Ev. Kirchengemeinde Arsten-Habenhausen - Bremen

 

Heilung eines Gelähmten

Posted by Klaus Dieter Philippsen Sunday, October 11, 2015 2:07:00 PM Categories: Sonntage nach Trinitatis

Markus 2, 1 - 12, Predigt vom 11.10.2015

Na, wer kennt diese Geschichte nicht. Das ist schön, aber es beinhaltet aber auch, dass man sie nicht mehr so genau ansieht. Man weiß ja schon alles.

Vandalismus in Kapernaum, so würde vermutlich die Bild-Zeitung diesen Bibelabschnitt überschreiben. Ich gestehe, dass da Leute kommen und einfach das Dach des Hauses kaputt machen, das hat mich schon immer gestört. Das können die doch nicht machen. Die können doch fremdes Eigentum nicht so beschädigen.
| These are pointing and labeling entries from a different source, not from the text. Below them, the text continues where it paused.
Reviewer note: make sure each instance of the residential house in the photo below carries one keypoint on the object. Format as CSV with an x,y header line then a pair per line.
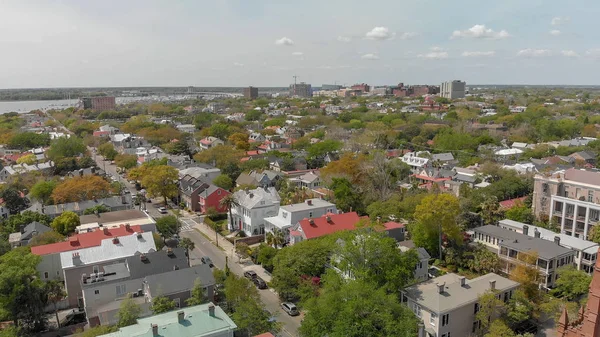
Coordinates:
x,y
585,251
253,206
201,171
290,215
571,198
513,247
104,291
8,172
90,260
205,320
210,142
422,268
199,195
324,225
115,203
309,180
50,267
116,219
26,233
447,305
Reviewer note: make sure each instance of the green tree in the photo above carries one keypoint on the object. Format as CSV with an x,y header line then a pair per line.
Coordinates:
x,y
571,283
356,308
66,148
435,212
223,181
66,223
129,312
162,304
198,294
167,226
13,200
42,191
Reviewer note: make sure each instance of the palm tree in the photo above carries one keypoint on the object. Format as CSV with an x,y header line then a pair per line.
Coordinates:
x,y
229,202
55,292
275,238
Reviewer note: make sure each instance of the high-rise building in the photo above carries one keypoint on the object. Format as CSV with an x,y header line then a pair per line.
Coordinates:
x,y
301,89
452,90
251,92
98,103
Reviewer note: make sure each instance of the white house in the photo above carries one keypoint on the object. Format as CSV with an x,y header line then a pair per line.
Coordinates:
x,y
253,206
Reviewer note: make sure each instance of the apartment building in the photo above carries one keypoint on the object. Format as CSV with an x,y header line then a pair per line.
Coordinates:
x,y
571,198
447,305
586,252
453,89
512,247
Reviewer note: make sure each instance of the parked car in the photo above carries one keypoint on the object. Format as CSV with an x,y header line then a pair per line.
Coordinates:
x,y
207,260
290,308
250,274
260,283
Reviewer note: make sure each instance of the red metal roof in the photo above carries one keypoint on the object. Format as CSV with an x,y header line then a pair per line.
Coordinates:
x,y
85,240
321,227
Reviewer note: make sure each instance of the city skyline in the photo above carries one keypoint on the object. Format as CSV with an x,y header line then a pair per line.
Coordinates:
x,y
264,43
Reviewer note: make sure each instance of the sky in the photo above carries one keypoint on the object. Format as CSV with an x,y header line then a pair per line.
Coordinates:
x,y
74,43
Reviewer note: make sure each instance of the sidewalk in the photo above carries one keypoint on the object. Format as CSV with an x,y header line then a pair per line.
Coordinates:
x,y
229,250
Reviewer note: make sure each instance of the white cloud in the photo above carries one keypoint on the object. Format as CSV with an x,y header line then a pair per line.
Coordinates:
x,y
284,41
595,53
569,53
407,35
436,53
559,20
534,52
480,32
478,53
370,56
380,33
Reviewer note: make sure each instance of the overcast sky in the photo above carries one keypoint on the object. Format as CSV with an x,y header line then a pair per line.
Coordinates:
x,y
74,43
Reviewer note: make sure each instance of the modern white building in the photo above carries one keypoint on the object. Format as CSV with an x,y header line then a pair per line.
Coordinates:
x,y
253,206
290,215
447,305
453,89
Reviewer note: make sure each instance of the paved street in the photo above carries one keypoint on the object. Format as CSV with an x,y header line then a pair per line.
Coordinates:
x,y
204,247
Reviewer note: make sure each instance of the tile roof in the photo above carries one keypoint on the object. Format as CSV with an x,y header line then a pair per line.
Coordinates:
x,y
84,240
109,249
321,226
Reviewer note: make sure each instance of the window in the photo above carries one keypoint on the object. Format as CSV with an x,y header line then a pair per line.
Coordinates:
x,y
120,290
445,319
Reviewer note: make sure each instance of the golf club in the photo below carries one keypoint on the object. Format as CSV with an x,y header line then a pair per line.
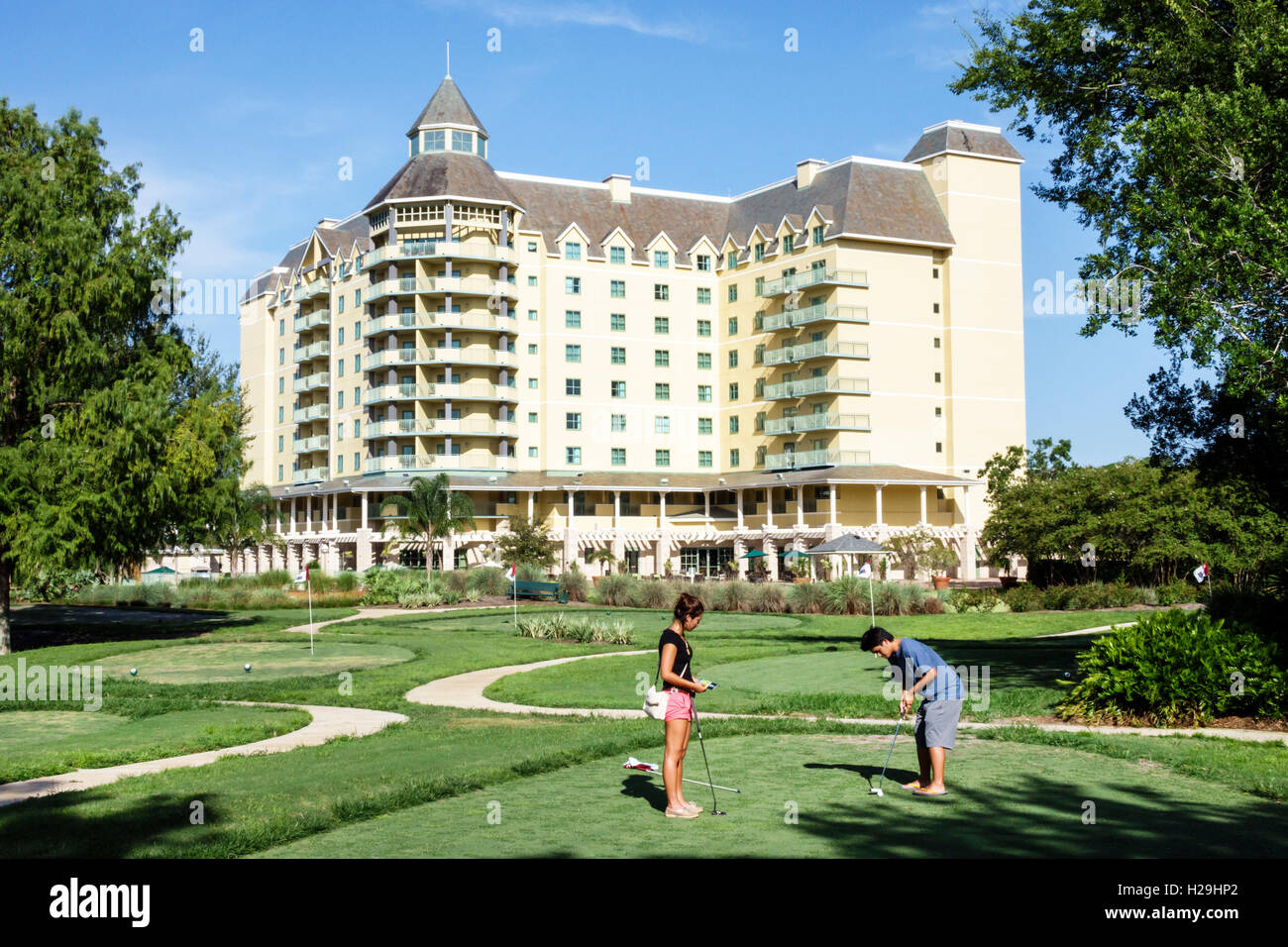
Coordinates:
x,y
713,809
876,789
Aber wenn wir den Abschnitt lesen, dann hat Jesus selbst das mit keinem Wort erwähnt. War das für ihn selbstverständlich, war es nicht wichtig? Auf jeden Fall gab es Dinge, die für ihn wichtiger waren, und auch die Leute dort, vor Allem die Schriftgelehrten hatten etwas, über das sie sich viel mehr aufgeregt haben.

Aber der Reihe nach:

Jesus wohnt vermutlich in Kapernaum, er hatte dort ein Haus zur Verfügung. Man darf sich das nicht so vorstellen, wie das bei uns ist. Es kann sein, dass Jesus das Haus nicht besaß, sondern dass er es von Jemanden zur Verfügung bekommen hat. Es ist auch nicht ein Haus, wie wir eines haben, mit Wohnzimmer, Küche und Badezimmer. In der Regel hatten die Häuser nur einen einzigen Raum, in dem sich das ganze Leben abspielte. Und im Sommer, wenn die Sonne so richtig vom Himmel knallte, war es in dem Raum vor Hitze nicht mehr auszuhalten. Dann stieg man auf das Dach. Das war ja ein einfaches flaches Dach, oft führte sogar eine Treppe hinauf. Dann spielte sich das ganze Leben auf den Dachterrassen ab. Bevor dann im Winter die Regenzeit kam, musste man diese Dachterrassen wieder ausbessern, damit es nicht reinregnet.

Das ist also das Umfeld, in dem sich unsere Geschichte abspielt.

Jesus war nach Hause gekommen. Vermutlich wollte er sich ein wenig ausruhen. Aber das war wohl nix. Die Leute hatten von ihm gehört und es war interessant, ihm zuzuhören. Was er sagte war wichtig. Man hatte den Eindruck, dass er hinter dem, was er sagte auch stand, das was er sagte war, um es neudeutsch auszudrücken Authentisch. Das kommt ja auch heute nicht so oft vor. Und dann gab es manche Besonderheiten zu sehen. Womöglich wurde man Zeuge eines Wunders. Und die Auseinandersetzungen mit den Schriftgelehrten und Pharisäern war auch immer interessant. Immer war Jesus der, der letztlich Recht behält und das war schon schön. Kurz, es war interessant diesen Jesus zu beobachten, und deshalb drängten die Leute sich um ihn.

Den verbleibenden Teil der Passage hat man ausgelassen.